Though Suzman had a total lack of interest in religion, this did not inhibit Goldstein from interpreting her life according to talmudic and biblical precepts.
“She concerned herself with the plight of people following talmudic teaching that to save one life is to save the world,” the rabbi said in his eulogy. “She was the living embodiment of the injunction in Deuteronomy, ‘Justice, justice you shalt pursue.’”
Hoping to honor their mother intimately, Suzman’s daughters declined President Kgalema Motlanthe’s offer of a state funeral. Motlanthe ordered that the South African flag be flown at half-mast. The January 4 funeral was organized by the Johannesburg Chevra Kadisha, the Jewish Burial Society, in accordance with their policy that all, irrespective of social or other status, are treated equally. Images of Suzman’s simple pine coffin, covered by only a black cloth with a Star of David, were Monday’s front-page news after the Sunday funeral.
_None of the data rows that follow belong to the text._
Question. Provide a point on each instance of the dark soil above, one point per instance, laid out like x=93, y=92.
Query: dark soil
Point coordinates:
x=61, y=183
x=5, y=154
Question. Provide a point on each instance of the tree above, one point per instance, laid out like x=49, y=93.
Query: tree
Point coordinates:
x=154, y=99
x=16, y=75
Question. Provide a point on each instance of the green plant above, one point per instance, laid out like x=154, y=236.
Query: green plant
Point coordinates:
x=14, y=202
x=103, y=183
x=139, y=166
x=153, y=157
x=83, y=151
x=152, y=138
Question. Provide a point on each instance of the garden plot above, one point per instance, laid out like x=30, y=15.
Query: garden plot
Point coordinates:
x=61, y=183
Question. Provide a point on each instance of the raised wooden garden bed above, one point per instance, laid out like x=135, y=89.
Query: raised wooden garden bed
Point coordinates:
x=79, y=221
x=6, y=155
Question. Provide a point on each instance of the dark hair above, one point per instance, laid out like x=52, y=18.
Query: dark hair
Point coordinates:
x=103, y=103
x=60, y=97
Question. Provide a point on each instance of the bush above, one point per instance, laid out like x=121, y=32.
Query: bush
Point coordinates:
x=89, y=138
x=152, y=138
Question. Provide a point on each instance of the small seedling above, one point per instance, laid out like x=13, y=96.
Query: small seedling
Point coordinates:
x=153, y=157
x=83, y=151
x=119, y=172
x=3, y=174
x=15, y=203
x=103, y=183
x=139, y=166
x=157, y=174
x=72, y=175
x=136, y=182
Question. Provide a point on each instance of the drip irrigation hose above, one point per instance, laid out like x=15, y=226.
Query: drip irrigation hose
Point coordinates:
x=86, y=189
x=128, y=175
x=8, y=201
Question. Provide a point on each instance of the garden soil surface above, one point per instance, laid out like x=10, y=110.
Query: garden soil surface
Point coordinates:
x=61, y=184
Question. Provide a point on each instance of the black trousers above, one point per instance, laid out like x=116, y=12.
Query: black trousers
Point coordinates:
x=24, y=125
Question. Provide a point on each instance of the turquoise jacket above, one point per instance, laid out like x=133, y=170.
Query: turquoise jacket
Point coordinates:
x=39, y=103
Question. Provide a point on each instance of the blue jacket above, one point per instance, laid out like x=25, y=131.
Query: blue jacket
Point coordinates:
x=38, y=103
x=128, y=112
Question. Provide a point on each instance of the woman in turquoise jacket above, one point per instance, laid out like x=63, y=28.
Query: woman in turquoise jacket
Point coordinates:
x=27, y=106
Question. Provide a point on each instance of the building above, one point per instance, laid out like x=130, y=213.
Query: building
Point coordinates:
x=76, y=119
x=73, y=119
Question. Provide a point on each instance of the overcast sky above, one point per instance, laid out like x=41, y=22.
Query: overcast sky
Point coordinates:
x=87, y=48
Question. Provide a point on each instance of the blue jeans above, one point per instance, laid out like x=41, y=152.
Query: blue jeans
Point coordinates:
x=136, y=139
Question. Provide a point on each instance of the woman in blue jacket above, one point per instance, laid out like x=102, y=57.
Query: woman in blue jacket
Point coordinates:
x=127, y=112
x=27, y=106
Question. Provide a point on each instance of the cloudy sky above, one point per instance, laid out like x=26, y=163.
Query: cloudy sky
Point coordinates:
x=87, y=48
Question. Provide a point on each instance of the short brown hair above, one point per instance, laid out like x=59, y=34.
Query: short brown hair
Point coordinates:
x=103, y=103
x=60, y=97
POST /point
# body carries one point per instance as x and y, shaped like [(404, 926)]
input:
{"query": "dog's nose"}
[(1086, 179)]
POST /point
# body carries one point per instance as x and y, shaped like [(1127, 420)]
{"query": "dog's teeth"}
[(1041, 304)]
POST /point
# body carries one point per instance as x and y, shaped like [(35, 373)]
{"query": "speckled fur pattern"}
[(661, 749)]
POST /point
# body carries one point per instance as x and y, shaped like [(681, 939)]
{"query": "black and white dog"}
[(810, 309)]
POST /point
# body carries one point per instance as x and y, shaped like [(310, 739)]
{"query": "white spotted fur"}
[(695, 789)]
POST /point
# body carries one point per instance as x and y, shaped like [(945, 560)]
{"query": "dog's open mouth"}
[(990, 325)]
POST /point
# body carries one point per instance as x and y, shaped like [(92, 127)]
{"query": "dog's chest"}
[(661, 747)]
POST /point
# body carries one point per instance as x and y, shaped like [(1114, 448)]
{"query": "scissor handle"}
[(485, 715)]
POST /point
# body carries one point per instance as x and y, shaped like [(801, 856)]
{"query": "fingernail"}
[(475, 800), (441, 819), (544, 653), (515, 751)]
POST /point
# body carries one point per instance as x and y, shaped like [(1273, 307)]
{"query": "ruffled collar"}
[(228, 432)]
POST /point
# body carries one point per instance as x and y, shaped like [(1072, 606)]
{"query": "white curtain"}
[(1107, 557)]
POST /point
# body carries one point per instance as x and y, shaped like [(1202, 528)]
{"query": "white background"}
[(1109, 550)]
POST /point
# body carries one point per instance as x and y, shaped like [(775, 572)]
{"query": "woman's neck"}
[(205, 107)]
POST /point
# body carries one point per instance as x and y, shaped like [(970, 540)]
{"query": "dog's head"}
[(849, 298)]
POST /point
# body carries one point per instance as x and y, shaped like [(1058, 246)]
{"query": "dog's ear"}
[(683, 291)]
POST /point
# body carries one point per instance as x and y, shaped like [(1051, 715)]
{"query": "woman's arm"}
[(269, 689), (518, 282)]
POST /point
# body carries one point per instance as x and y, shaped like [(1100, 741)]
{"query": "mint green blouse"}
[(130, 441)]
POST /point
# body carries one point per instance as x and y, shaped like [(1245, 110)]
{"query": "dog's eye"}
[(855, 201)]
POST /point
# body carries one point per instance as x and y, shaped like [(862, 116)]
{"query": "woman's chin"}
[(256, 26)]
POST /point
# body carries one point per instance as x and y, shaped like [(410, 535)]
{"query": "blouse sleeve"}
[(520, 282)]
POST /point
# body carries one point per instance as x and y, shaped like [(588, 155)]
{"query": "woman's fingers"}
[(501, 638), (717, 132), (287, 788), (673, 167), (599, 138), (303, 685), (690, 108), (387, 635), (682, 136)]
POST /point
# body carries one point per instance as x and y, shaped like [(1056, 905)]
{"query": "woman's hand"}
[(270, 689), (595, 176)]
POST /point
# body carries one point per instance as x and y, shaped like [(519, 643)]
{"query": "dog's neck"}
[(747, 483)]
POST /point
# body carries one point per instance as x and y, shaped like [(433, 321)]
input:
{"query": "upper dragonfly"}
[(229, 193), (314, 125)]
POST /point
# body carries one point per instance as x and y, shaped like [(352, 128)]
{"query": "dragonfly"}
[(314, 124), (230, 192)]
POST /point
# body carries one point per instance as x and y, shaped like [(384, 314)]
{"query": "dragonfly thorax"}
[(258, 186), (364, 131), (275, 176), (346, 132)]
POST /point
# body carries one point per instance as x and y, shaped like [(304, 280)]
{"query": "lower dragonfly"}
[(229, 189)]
The small funeral the daughters anticipated was not to be. While not a state funeral, Suzman’s was a significant public event attended by an array of prominent figures, including former president F.W. de Klerk; Democratic Alliance leader Helen Zille; Gwede Mantashe, secretary general of the ruling African National Congress; Winnie Madikizela-Mandela, former wife of Nelson Mandela, and former first lady Zanele Mbeki. Jacob Zuma, president of the African National Congress, was not present.